Until recently, it didn’t matter where the Census Bureau counted prisoners. As recently as 1980, the Wisconsin prison system had less than 4,000 prisoners, compared to 5 times as many in 2000. Using population as the sole measure of political apportionment in state and local government is also quite new. Counting prisoners as residents of the facility might have made sense in the country’s first century, when the mandate of the Census was limited to determining the relative populations of states. But today, state legislatures use the Census to apportion political power within each state.
But Wisconsin, like most states, says that prison is not a residence. A legal residence is the place that people choose to be and do not intend to leave. The statutes are explicit: when people leave home temporarily with an intent to return, they retain their former residence. Since prisoners do not choose the prison and will return home the minute they are released from custody, their legal residence remains at their pre-incarceration address. While the Census Bureau counts most people at their legal residences, its method of counting prisoners is in fundamental opposition to how most states define residence.
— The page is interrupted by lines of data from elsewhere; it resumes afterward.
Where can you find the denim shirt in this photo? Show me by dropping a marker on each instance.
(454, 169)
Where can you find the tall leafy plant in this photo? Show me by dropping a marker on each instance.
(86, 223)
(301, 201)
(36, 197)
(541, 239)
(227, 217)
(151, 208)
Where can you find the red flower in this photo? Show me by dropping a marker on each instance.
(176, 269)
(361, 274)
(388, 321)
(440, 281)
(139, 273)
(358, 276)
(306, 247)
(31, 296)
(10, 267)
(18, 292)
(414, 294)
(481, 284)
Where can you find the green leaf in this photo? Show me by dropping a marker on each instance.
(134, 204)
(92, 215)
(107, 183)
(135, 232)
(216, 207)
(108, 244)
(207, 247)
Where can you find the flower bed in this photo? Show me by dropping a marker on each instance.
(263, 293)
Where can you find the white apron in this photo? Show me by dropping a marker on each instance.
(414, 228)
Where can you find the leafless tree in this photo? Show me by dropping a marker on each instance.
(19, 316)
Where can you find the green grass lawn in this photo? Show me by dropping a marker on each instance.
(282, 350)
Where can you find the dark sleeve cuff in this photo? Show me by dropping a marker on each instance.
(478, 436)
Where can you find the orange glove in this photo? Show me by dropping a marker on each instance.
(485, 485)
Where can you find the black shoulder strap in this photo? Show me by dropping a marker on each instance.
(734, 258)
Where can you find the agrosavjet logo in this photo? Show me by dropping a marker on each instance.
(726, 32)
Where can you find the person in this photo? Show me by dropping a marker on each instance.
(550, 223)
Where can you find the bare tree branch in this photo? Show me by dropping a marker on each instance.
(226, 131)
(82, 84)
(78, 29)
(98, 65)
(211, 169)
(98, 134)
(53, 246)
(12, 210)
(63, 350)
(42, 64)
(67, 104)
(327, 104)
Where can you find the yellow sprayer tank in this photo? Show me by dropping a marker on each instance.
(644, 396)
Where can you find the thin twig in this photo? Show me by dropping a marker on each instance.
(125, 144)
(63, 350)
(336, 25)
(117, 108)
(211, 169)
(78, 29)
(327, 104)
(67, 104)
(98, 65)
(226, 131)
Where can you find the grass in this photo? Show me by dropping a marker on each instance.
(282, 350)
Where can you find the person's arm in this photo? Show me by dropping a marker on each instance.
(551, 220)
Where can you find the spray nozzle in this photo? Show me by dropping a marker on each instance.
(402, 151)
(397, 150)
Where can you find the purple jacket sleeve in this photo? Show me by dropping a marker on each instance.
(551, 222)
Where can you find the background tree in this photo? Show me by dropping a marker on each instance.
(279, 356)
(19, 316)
Today, our conception of democracy requires far more detailed and accurate data to reflect where the population — including people in prison — actually lives. In almost every respect, except for how it counts people in prison, the Census Bureau’s methodology has evolved to keep pace with the changing needs for its data. But now that such a large percentage of the population is incarcerated, where the Census Bureau counts people in prison is a question of critical importance.
 Ann L. Pastore and Kathleen Maquire eds., Sourcebook of Criminal Justice Statistics 2003, Table 6.29, 501 (2005) and U.S. Census 1980 and 2000.
 “The residence of a person is the place where the persons habitation is fixed, without any present intent to move, and to which, when absent, the person intends to return.” Wis. Stat. § 6.10 at P 1 (2002).
 “A person shall not lose residence when the person leaves home and goes into another state or county, town, village or ward of this state for temporary purposes with an intent to return.” Wis. Stat. § 6.10 at P 5 (2002).